Furthermore Nvidia pricing their GK104 die (GTX 680) at $500 also came before AMDs driver improvements.
So AMDs drivers has nothing to do with the increased prices we saw for GCN and Kepler.
Lastly AMD didn't match Nvidias prices, Nvidia matched AMDs prices, seeing as 7970 launched first and 680 second. And at launch the 680 was the faster product.
Want to go back and see what you wrote again, as you just confirmed what I said mostly.

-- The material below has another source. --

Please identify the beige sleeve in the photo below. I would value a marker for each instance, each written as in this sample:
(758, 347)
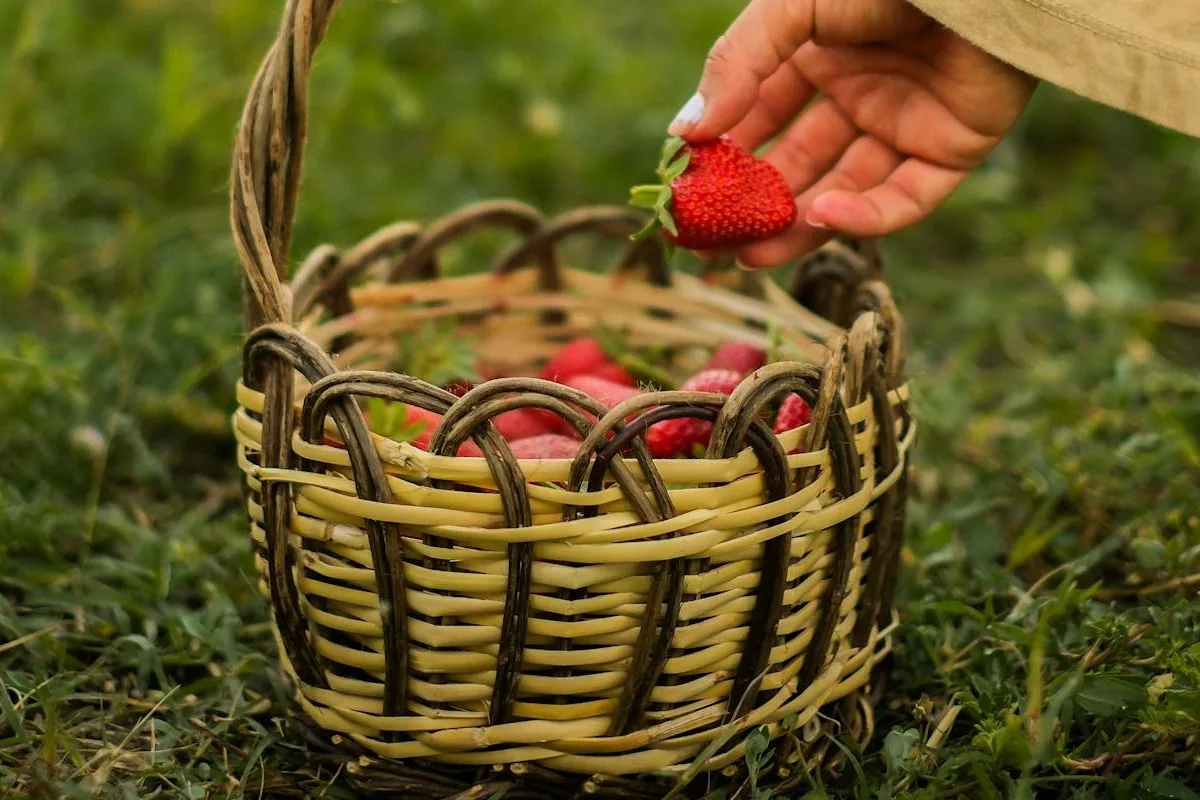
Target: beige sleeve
(1138, 55)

1\ 7970 pricing was one of the last of the 'high end cards priced reasonably'. 680 small die was seen as competitive at the price point, so Nvidia priced GK104 accordingly, thus starting small die at big price strategy, and creating a new halo product in big die GK110 released only 8 months later (and rumour has was specifically held back due to maximise profits from 104) in the form of the Titan (and later Ti cards). Nvidia from 6xx to 9xx continues to abuse its market position and performance lead by increasing card prices, usually as a percentage of how much faster each card is than AMD's competing solution at each price point.
2\ AMD was forced to cut the price on its cards aggressively until its driver rewrite gave its performance back.
3\ With AMD now competitive again, it started slotting cards against Nvidias now higher priced cards.